Sunspot
Sunspot is a Ruby library for expressive, powerful interaction with the Solr
search engine. Sunspot is built on top of the RSolr library, which
provides a low-level interface for Solr interaction; Sunspot provides a simple,
intuitive, expressive DSL backed by powerful features for indexing objects and
searching for them.
Sunspot is designed to be easily plugged in to any ORM, or even non-database-backed
objects such as the filesystem.
This README provides a high level overview; class-by-class and
method-by-method documentation is available in the API
reference.
Quickstart with Rails 3
Add to Gemfile:
gem 'sunspot_rails'
gem 'sunspot_solr'
Bundle it!
bundle install
Generate a default configuration file:
rails generate sunspot_rails:install
If sunspot_solr
was installed, start the packaged Solr distribution
with:
bundle exec rake sunspot:solr:start
Setting Up Objects
Add a searchable
block to the objects you wish to index.
class Post < ActiveRecord::Base
searchable do
text :title, :body
text :comments do
comments.map { |comment| comment.body }
end
boolean :featured
integer :blog_id
integer :author_id
integer :category_ids, :multiple => true
double :average_rating
time :published_at
time :expired_at
string :sort_title do
title.downcase.gsub(/^(an?|the)/, '')
end
end
end
text
fields will be full-text searchable.
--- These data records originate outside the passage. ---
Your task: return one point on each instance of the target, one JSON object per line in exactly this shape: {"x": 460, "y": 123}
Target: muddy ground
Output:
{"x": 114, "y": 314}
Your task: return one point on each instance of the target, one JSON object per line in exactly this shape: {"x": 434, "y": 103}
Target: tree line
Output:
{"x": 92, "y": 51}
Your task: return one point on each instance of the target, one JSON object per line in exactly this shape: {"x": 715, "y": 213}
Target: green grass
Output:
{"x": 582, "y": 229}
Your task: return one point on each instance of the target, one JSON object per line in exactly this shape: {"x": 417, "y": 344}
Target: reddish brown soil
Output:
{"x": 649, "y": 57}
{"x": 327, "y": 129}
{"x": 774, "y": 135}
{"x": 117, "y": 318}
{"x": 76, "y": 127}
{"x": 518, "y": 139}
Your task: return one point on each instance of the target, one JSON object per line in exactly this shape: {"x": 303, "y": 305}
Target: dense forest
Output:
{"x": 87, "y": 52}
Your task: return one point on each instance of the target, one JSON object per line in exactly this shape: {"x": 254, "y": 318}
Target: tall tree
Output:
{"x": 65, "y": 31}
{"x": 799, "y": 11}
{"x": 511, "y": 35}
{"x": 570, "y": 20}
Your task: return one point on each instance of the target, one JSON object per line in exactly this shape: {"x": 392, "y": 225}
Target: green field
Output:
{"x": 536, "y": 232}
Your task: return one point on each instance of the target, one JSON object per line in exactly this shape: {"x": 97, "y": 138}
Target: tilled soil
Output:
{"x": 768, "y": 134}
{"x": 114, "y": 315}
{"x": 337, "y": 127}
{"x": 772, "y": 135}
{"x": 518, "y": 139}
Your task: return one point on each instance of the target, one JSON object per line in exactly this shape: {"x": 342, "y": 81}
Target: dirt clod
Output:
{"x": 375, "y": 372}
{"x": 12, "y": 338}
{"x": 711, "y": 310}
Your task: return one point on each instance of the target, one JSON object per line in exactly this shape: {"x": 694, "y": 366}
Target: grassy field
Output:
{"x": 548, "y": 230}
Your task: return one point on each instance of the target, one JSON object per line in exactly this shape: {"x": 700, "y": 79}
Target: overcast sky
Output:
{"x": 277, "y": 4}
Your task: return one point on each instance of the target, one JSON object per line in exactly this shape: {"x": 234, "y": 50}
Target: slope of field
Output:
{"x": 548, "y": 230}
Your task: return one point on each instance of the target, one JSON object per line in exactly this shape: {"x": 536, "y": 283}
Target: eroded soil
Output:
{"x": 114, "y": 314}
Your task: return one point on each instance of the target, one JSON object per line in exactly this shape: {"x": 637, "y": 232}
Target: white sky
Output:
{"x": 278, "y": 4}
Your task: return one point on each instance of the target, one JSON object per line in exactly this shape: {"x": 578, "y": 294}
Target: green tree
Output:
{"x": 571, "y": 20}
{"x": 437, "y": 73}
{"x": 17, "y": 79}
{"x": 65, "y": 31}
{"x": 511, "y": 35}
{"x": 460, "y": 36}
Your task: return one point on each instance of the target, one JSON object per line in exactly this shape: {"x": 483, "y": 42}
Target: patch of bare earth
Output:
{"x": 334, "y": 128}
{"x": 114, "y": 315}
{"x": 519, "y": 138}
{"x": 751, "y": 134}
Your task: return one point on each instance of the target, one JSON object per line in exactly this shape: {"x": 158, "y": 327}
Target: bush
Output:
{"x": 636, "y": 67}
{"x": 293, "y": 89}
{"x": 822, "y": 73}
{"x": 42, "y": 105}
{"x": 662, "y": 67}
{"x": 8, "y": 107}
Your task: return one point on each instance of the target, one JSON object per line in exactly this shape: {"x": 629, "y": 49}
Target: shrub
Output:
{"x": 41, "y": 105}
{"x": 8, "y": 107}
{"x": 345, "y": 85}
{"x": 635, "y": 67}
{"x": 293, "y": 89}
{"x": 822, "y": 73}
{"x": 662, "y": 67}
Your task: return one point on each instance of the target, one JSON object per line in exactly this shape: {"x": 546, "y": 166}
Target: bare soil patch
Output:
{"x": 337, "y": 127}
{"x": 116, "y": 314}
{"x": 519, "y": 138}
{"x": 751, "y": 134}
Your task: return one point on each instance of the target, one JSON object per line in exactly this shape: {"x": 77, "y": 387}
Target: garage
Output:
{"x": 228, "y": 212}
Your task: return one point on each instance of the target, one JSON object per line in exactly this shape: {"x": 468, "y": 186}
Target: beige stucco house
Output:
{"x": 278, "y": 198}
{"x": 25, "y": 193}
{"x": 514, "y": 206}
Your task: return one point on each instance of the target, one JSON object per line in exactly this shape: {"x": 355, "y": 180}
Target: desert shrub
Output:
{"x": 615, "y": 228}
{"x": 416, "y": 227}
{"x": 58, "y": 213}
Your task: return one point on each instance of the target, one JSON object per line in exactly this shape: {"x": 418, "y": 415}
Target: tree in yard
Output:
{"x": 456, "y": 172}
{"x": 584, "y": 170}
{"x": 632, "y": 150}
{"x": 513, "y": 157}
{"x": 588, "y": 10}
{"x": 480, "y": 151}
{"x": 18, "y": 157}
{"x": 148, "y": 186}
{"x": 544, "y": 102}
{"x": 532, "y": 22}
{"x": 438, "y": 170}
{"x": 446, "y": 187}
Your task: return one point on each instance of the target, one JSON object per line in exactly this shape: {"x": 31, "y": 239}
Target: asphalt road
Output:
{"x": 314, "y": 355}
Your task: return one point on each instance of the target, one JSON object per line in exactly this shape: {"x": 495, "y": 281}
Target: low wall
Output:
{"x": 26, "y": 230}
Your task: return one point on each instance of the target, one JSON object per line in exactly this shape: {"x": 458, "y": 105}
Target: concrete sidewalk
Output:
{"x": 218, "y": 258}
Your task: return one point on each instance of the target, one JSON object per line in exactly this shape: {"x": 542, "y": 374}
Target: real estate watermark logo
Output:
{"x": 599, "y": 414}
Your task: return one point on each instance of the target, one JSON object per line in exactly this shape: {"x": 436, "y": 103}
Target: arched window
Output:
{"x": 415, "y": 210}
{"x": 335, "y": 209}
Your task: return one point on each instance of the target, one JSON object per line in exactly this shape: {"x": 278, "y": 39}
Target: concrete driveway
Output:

Other fields (e.g.,
integer
and string
) can be used to scope queries.
Searching Objects
Post.search do
fulltext 'best pizza'
with :blog_id, 1
with(:published_at).less_than Time.now
order_by :published_at, :desc
paginate :page => 2, :per_page => 15
facet :category_ids, :author_id
end
Search In Depth
Given an object Post
setup in earlier steps ...
Full Text
Post.search { fulltext 'pizza' }
Post.search do
fulltext 'pizza' do
boost_fields :title => 2.0
end
end
Post.search do
fulltext 'pizza' do
boost(2.0) { with(:featured, true) }
end
end
Post.search do
fulltext 'pizza' do
fields(:title)
end
end
Post.search do
fulltext 'pizza' do
fields(:body, :title => 2.0)
end
end
Phrases
Solr allows searching for phrases: search terms that are close together.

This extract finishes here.